E’ il 15 settembre 2007, ho sei anni, indosso un grembiulino piuttosto grazioso, metto alle spalle lo zaino che mia mamma mi ha comprato, salgo in macchina, sono molto eccitata, sto arrivando a scuola. La scuola? ma cos’è? Attorno a me ci sono tanti bimbi della mia stessa altezza. Saluto la mamma e seguo i miei compagni, entriamo in un’aula con sedie piccole e banchi tutti verdi…

Oggi ho diciotto anni, sto per finire i miei cinque anni alle superiori. Posso finalmente rispondere a quella domanda che penso  anche tutti i miei compagni si erano posti.

Cos’è la scuola? Penso che essa sia una scoperta se così possiamo definirla, è qui che impari il sapere, la cultura, la vita. È un’esperienza di formazione che ogni persona dovrebbe avere. È un luogo che giorno dopo giorno ti regala un mattoncino per costruire attorno a te pareti possenti piene di cose, ed è proprio attorno a quelle pareti che ogni tanto fallisci, ma sei sempre pronto a rialzarti. La scuola è dove ottieni i migliori successi, è proprio lì che instauri i rapporti più belli della vita, è proprio lì che conserverai il ricordo di un ottimo insegnante o di un ottimo amico.

Scuola e vita camminano insieme, perché penso che è proprio la scuola che dà vita alla vita.

Il compito della scuola è quello di mettere a confronto splendore e nobiltà sia del passato che del presente, essa insegna che le scorciatoie tecnologiche uccidono la scrittura.
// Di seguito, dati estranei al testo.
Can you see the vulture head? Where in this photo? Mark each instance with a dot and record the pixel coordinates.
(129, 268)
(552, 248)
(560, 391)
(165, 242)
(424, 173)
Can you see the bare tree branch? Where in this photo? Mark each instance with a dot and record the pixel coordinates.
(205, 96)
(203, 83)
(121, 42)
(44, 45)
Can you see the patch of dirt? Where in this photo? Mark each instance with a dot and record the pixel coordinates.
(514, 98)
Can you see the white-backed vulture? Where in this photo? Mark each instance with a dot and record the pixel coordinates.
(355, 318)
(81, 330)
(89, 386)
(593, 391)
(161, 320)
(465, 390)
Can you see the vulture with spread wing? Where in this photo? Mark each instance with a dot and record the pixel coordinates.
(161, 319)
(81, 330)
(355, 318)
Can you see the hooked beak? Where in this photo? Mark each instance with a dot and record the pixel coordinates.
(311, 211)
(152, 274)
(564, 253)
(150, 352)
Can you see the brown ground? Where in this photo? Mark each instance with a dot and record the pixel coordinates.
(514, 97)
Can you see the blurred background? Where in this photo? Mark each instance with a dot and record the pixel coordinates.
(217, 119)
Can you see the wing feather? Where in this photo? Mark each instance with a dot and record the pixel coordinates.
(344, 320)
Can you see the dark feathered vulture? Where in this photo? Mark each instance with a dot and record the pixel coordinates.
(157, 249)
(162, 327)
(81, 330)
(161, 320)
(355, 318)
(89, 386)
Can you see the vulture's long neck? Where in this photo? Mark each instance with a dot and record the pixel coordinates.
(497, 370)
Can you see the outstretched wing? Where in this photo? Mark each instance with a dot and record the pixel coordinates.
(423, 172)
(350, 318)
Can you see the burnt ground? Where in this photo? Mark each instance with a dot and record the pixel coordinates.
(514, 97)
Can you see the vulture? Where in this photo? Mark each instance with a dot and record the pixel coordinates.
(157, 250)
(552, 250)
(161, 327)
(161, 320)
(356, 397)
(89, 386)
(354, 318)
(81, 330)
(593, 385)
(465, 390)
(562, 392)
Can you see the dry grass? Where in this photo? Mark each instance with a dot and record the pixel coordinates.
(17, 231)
Ad oggi i ragazzi non fanno altro che digitare tasti, non sanno più cosa significhi prendere un foglio, una penna in mano e gettare lì tutto ciò che si pensa. La scuola insegna che oggi la vita è preziosa e non è tutto un like.

Vedo ragazzi della mia età che vivono solo di questo, infelici, dico infelici perché una persona del genere è tutt’altro che felice.

La scuola insegna a toccare con mano, a odorare avvicinandoli alle narici i libri, mattoncini pieni di parole tanto preziose. Dei libri se ne deve avere cura, se ne deve saper avere cura, invece molti giovani non apprezzano le opportunità di crescita che essi offrono.

Oggi nella vita di tanti ragazzi l’uso smodato dei social media sembra soffocare il pensiero della scuola, dello studio, della famiglia, della vita. C’è poco dialogo all’interno delle famiglie, non c’è più l’esigenza di relazionarsi fisicamente con le persone, per molti è come se vivessimo in una bolla, il  “mondo virtuale”. La tecnologia di per sé non è però un male, è uno strumento formidabile di grande aiuto anche alla scuola, basti pensare alla didattica a distanza che in questo periodo ha permesso di continuare l’anno scolastico. Occorre tuttavia farne un giusto uso.

Io penso che la scuola permette non solo di crearci una cultura, ma, grazie al dialogo e alla guida degli insegnanti, ci dona quell’elasticità mentale, quel senso critico che serve nella vita quotidiana.  Essa però non deve essere un privilegio di pochi, ma un diritto di tutti e se così non è dobbiamo lottare per realizzarlo.

Per concludere io citerei l’articolo 34 della Costituzione per ribadire ancora una volta che lo studio, il diritto allo studio è un bene fondamentale. Ognuno ha diritto all’istruzione e questa è la più efficace difesa della libertà!